The Cast’s Performance

Atal Bihari Vajpayee’s ascent is defined by his ability to either impress or dethrone Congress leaders like Jawaharlal Nehru (“Mark my words, this man will one day be PM of India!”), Lal Bahadur Shastri (a montage of sullen post-war expressions), Indira Gandhi (“I’m impressed with your empathy for women despite being single”) and even a Bond-baddie-esque Sonia Gandhi. Unfortunately, the film doesn’t do a better job of casting younger BJP figures such as Pramod Mahajan, Arun Jaitley, Sushma Swaraj, and most of all, L.K. Advani. Former president Dr. A.P.J. Abdul Kalam gets the shortest straw in terms of performance-to-parody ratio. 

A still from the film.
A still from the film.

Speaking of which: Perhaps the most disappointing aspect of this soulless biopic is Pankaj Tripathi’s rendition of Vajpayee. It’s a turn that loses its truth in uneven mimicking patterns — exaggerated hand and eye gestures, dramatic pauses and intonations, prosthetic tenderness and taunts. The chaste Hindi becomes more form than manner. The acting is too visible, even when it’s clear that Vajpayee is often ‘playing’ the role of a charismatic speaker.

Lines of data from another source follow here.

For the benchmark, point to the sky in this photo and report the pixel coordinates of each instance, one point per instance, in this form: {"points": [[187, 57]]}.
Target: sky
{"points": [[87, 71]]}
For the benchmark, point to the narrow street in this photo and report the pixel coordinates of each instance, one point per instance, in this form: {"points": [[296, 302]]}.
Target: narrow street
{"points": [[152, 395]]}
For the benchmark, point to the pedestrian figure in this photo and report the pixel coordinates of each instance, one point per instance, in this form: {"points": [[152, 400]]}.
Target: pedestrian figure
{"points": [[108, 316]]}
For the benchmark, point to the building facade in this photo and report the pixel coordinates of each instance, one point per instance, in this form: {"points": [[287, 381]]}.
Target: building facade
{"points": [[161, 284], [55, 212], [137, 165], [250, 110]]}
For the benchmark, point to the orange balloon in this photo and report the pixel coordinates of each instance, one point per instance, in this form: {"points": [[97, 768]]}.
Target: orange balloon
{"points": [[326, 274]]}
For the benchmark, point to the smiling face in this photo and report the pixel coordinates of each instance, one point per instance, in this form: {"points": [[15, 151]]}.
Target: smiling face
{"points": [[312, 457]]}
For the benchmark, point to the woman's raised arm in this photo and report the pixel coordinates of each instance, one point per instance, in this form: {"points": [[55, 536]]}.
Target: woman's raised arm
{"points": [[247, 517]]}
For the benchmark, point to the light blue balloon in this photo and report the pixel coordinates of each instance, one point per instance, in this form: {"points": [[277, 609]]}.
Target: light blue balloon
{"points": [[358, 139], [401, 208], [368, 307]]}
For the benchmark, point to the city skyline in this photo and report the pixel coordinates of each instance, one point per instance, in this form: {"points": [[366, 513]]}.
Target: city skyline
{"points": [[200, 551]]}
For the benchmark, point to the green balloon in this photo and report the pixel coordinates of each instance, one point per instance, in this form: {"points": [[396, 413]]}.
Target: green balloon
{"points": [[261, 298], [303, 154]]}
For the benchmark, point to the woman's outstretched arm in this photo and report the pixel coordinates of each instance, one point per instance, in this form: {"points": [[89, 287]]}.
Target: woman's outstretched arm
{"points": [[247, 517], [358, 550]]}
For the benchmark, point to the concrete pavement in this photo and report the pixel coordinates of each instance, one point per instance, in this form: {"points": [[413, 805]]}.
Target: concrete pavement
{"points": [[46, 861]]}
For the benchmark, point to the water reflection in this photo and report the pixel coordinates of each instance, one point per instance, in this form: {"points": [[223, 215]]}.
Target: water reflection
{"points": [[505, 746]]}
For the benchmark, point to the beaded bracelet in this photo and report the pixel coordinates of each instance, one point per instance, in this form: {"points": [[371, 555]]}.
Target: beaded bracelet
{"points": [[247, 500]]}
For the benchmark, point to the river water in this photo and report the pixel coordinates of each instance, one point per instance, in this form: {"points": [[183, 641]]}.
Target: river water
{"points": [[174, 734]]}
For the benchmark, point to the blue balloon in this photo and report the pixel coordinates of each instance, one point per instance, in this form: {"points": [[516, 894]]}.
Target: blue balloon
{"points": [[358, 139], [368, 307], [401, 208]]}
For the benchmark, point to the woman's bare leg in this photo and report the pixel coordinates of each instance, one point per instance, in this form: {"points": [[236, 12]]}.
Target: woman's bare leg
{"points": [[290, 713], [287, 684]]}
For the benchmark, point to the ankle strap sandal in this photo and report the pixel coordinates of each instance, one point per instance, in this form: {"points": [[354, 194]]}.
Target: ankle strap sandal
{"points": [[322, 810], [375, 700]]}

His monologues in the Lok Sabha sound too rehearsed to be the narrative punchlines that they are.

A still from the film.
A still from the film.

The void between intent and image is encapsulated by a scene in which the protagonist — the new prime minister walking through the halls of his office — asks about an empty space on the wall. When informed that the picture of a former leader from an opposition party was taken down from there, he requests the staff to restore the portrait to its original place. This is meant to signify the magnanimity of the man over the ruthlessness of the politician. Except Tripathi makes it look like a strangely condescending gesture. It’s the sort of thing that sore winners say to rub their opponents’ noses in the dirt. I suppose this failed ambiguity is fitting in the grand scheme of the film’s themes. Main Atal Hoon pretends until it can no longer pretend. Make of this lyric what you will.